Together they sat on the bottom bunk to put on their shoes. Andy found his jacket in the corner. He slipped it on, then crept over to the door. The latch made a loud sound when he turned the knob, but that was nothing compared to the creaking made by the old metal hinges.

“We’re gonna get caught for sure,” C. J. whispered.


It seemed like every board in the floor was just waiting for someone to step on it because when the boys did, each one made a different noise. Almost like, “Ouch! Hey! Get off me! Who do you think you’re walking on?”

Finally the cousins made it to the front door. It had locks on it, but up here, most people didn’t bother. Andy opened it easily, and out they slipped. The air was cold, even colder than at their last campsite. The sky seemed darker than usual. Andy looked up and noticed there were no stars, and the moon was missing. Then he felt the most wonderful thing of all.

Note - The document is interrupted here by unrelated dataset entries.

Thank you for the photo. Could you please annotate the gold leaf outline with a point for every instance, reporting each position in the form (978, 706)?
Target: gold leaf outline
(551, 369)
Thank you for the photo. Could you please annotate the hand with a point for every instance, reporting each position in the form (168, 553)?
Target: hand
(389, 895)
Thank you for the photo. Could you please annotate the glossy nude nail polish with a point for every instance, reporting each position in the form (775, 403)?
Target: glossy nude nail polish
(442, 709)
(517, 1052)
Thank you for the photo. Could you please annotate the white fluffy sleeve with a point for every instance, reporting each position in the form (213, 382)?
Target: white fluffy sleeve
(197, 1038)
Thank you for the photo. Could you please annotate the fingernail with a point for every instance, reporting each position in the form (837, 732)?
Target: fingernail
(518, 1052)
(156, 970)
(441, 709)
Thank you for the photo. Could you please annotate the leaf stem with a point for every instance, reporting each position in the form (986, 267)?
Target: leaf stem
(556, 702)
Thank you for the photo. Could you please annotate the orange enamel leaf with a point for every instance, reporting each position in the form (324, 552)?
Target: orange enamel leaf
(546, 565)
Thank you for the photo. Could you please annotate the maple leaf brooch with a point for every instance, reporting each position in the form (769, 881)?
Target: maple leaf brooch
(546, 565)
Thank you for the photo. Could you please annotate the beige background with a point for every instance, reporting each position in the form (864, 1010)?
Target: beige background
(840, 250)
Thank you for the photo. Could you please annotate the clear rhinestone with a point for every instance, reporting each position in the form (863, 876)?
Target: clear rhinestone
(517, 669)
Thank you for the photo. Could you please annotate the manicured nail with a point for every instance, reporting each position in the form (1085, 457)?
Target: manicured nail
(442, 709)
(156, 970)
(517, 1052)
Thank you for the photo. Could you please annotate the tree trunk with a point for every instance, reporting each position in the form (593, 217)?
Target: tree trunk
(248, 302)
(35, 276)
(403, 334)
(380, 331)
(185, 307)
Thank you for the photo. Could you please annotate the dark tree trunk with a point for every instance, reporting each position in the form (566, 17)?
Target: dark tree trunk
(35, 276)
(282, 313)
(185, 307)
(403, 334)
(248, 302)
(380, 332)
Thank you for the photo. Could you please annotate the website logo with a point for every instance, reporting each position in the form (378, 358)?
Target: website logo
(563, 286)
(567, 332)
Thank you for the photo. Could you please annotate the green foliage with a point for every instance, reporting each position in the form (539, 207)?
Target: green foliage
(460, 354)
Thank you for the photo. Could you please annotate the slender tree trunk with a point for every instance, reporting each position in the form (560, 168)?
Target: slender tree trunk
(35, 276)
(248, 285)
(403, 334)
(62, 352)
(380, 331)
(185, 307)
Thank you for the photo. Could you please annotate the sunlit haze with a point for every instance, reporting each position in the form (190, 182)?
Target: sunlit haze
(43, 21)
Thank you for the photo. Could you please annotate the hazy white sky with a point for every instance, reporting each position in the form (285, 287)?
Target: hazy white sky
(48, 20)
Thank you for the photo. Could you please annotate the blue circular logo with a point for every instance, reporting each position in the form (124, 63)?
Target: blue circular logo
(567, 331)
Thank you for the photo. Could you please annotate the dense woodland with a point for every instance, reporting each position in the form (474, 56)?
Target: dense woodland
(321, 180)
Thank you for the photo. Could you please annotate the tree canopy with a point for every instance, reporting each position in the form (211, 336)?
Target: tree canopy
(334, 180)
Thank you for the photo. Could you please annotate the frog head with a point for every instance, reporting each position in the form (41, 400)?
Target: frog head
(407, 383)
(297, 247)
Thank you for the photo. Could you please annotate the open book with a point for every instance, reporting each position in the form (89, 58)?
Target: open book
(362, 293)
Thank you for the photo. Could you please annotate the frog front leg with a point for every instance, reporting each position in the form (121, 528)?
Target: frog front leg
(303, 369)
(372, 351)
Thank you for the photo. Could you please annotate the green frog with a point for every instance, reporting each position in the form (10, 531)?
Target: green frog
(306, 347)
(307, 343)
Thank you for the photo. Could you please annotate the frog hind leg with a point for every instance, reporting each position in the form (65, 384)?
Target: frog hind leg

“Was that a raindrop?” he asked.

“I think I felt one too.” Rain continued to fall as Andy began jumping up and down. “It’s raining. It’s raining!”

“Do you have to be so loud?”

“But, don’t you know what this means?”

“Yeah. It means it’s raining.”

“And when it rains, we can’t go…”


A feeling of excitement rushed through Andy as the two boys started jumping around. They would have kept on jumping except for what they heard. It was that sound. The same one from the night before.

“Let’s run to the lake,” C. J. called. When they got there the boys could hardly breathe, and when they did, their breath made it look like they were standing outside back home in January.

Andy and C. J. turned to look in the direction of Rocky Point just in time to see the two mysterious sets of lights moving slowly in the water. The low rumble became a loud roar as both planes went to full power. Slowly they began to pick up speed, skimming along the water like champion skiers. If it hadn’t been for their lights, the boys would have only heard the noise and seen nothing. In only minutes the mysterious planes appeared to lift off from the surface of the water and bank into the dark morning sky. Then they were gone.

We gotta get over to that place and find out what’s going on, Andy thought.